If you follow the hype, GPT-3 will revolutionize everything - people have been using it to generate plausible-looking creative fiction, pickup lines, SQL Queries that are sometimes wrong, trivia answers, tweets, and so on.

But you know what no one has generated yet, as far as I know? Something useful. Or even better: something that people always wanted but current technology cannot provide.

People are excited about GPT-3 because it promises to "just work" - you give it the right prompt and you get the right answer. This would solve all of those pesky problems associated with NLP such as "this search terms make no sense", "I hate knowledge bases", "That question has multiple answers", or "I don't want to manually write all possible answers for my system". But this is not what GPT-3 can do, because GPT-3 will not bend to your so-called facts and therefore will not do what you want. As Robert Dale puts it when talking about GPT-2: "driven as it is by information that is ultimately about language use, rather than directly about the real world, it roams untethered to the truth". In other words, people are excited about GPT-3 because they think it solves a different problem that the one it actually does.
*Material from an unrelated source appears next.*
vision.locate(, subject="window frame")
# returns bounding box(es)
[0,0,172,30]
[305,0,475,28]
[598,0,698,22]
If you want a chatbot to tell a patient that the solution to their depression is talking to a professional instead of GPT-3's suggestion that they should just go ahead and kill themselves, you need a way to constrain the system's output. This means that you still need to write the code that interprets the patient's problems, the code that chooses the right solution to that problem, and the code that says exactly what you want, no more and no less. And while turning structured data into human-readable sentences is a valid possible use for GPT-3, the amount of work required to constrain its output to an acceptable error level is comparable to the effort required to write smart templates that guarantee you'll generate exactly what you want.
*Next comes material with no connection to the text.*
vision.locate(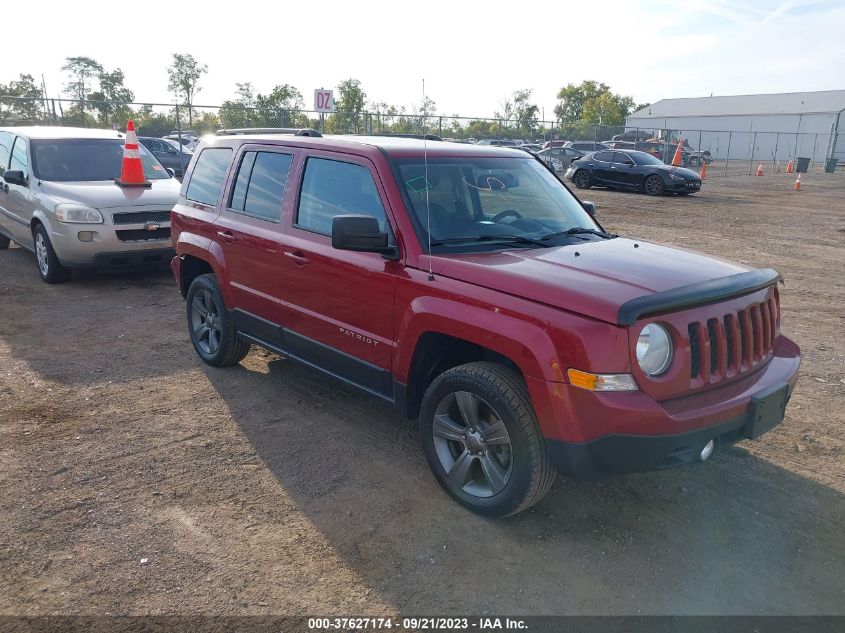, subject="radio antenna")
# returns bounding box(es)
[422,77,434,281]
And so, GPT-3 joins blockchain technology in being a solution searching for a problem. In fact, the parallels are kind of amazing: both technologies are hyped to the extreme, completely misunderstood by the general public, very expensive to run, and products based on them rarely make it out of the proof-of-concept stage.

I would like to leave you with two optimistic thoughts. First, I do think that it is only a matter of time before someone actually finds a good use for GPT-3. I predict it is going to be something marginal, with my best bet being something related to grammatical correctness. Abstractive summarization is also a good candidate, but my faith is lower because inserting unrelated facts is simultaneously what abstractive summarization tries to avoid and what GPT-3 does best.
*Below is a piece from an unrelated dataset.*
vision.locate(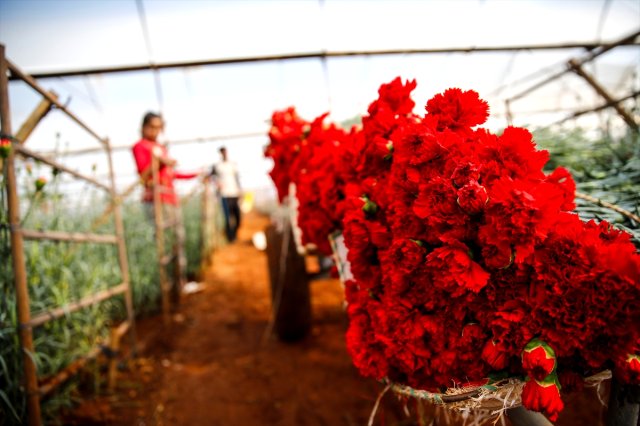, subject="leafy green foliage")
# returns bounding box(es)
[534,129,640,247]
[0,162,209,426]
And second, I want to let you know that there's a great business opportunity here. The blockchain craze reached the point where simply putting "blockchain" in your company name is enough to make your stock price rise by 289 percent. Therefore, if my prediction is correct then all you need to do is either name your own company "GPT-3" or invest in someone else doing it. Sure, their stock will probably tank once investors realize they invested for the wrong reasons, but by then you will have hopefully cashed out and moved on to something else.

Disclaimer: I am not an investment banker, this post does not constitute financial advice, I don't know why anyone would listen to me, and you shouldn't follow advice you find on random blog posts anyway.